Non abbiamo certo intenzione di difendere chi evade il fisco, reo quantomeno di procurare un notevole danno al bene comune; siamo anche certi che lo strumento potrà rivelarsi utile a recuperare risorse sottratte a tutti dall’evasione, tuttavia occorre fare chiarezza su alcuni aspetti.
Innanzitutto sulle scuole private, che rischiano ancora una volta di essere genericamente ed erroneamente accomunate ad effimeri beni di lusso. È vero, si possono spendere cifre rilevanti per scuole “esclusive” che sono, talvolta, delle scorciatoie per garantire ai figli un diploma senza che debbano troppo studiare. Ma sono davvero casi isolati; la maggior parte delle scuole private sono, al contrario, istituti nati e cresciuti grazie all’iniziativa e alla libera scelta di famiglie che, a costo anche di pesanti rinunce, vogliono offrire ai figli un percorso formativo ed educativo conforme ai propri valori.
Tra l’altro, in base alla legge 62/2000, quasi tutte le scuole non statali non sono più private ma paritarie, e dunque inserite a pieno titolo nel sistema nazionale d’istruzione; si tratta, nella maggior parte dei casi, di realtà non profit, che richiedono il pagamento di un retta non elevata per supplire alla carenza – tutta italiana – dei finanziamenti pubblici necessari alla loro sussistenza, ma che tuttavia mettono a disposizione borse di studio, gratuità, sconti di ogni tipo e misura, impegnandosi in continue azioni di fund raising, proprio per assicurare a tutti quell’accesso che, in quanto scuola “paritaria” facente parte del sistema nazionale d’istruzione (e in ossequio al principio di libertà di educazione riconosciuto dalla nostra Costituzione) dovrebbe essere garantito senza ostacoli…
Difficile evitare il sorgere di un sospetto sgradevole: che la scuola “privata” non sia ben vista da una certa classe di persone (e da certe ideologie) e, di conseguenza, si cerchi di “colpirla” includendola tra i beni di lusso. Le si arreca, in ogni caso, un danno di immagine difficilmente recuperabile e un danno economico spaventando i possibili utenti.
Una ulteriore e conclusiva considerazione è necessaria sul tema “educazione”. Sappiamo bene che i tempi sono difficili e che è necessario reperire nuove risorse economiche anche attraverso una serrata lotta all’evasione, ma troppo importante è la questione educativa per essere mescolata ad aspetti di tutt’altra natura! Anziché identificare le famiglie che sostengono i costi dell’istruzione non statale come dei potenziali o probabili evasori, allora, perché non incamminarsi decisamente verso una piena e totale parità, che consenta di scegliere senza oneri aggiuntivi (o a parità di oneri) scuole statali o non statali?
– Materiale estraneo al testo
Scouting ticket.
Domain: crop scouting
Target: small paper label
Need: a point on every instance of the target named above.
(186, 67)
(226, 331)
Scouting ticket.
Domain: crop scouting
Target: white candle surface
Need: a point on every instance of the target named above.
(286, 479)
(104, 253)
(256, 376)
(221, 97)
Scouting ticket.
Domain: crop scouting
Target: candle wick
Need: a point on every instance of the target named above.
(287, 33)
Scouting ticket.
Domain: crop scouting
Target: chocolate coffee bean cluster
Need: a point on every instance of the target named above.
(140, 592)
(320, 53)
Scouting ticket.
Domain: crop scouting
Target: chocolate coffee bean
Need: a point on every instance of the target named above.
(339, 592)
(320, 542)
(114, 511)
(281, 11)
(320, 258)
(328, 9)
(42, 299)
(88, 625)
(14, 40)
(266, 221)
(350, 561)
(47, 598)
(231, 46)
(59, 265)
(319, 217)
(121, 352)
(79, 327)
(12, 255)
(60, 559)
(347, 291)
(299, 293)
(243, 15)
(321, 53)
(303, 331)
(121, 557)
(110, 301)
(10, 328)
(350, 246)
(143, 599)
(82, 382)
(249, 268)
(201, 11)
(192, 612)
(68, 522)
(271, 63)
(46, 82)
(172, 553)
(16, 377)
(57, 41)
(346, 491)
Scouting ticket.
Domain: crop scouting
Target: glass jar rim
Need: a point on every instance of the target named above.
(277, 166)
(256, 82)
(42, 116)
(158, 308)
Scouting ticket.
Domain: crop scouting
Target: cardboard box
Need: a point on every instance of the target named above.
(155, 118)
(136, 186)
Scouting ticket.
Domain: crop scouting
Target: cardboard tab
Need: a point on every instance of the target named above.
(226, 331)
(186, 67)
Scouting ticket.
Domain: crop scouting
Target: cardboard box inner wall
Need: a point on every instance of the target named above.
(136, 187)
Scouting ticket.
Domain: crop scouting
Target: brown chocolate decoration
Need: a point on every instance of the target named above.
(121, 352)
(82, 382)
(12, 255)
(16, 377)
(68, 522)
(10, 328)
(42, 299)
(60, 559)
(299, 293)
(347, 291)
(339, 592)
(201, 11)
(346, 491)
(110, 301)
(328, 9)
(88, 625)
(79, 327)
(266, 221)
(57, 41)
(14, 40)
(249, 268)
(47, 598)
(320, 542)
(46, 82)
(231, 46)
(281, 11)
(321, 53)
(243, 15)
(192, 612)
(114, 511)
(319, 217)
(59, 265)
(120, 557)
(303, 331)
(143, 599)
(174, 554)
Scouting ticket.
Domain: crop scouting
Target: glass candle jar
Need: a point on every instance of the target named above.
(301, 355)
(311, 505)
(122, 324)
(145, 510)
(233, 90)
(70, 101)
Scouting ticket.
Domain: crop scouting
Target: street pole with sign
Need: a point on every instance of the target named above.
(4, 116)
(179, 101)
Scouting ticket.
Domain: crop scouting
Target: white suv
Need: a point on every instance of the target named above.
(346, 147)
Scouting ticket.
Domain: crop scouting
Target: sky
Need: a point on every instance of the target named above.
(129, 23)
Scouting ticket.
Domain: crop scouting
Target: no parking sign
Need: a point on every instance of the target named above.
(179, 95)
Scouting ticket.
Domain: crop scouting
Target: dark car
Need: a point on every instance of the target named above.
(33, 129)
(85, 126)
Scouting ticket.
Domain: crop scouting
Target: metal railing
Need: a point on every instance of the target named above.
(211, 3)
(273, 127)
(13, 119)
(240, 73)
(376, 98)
Sparirebbero le scuole esclusive, perché sarebbero per tutti e non solo per i “ricconi” potenziali evasori, e pure i diplomifici, perché non potrebbero più lucrare sul rilascio del titolo di studio; lo Stato, infine, risparmierebbe enormemente (non dimentichiamo che risparmia 6miliardi di euro l’anno grazie alle paritarie, e che un alunno di scuola primaria statale costa allo Stato 7.336 euro, a fronte degli 866 di un alunno di scuola paritaria). Ma, soprattutto, si investirebbe sul bene più importante per il futuro della nostra società: il capitale umano, che è ciò di cui più c’è bisogno per accrescere l’output potenziale del nostro paese, anche in termini economici.
Insomma, anziché investire nella cultura del sospetto che piace tanto a certi quotidiani (tutti possibili evasori fino a prova contraria…), investiamo in cultura della educazione. Ne avrebbe un enorme giovamento tutta la nostra società.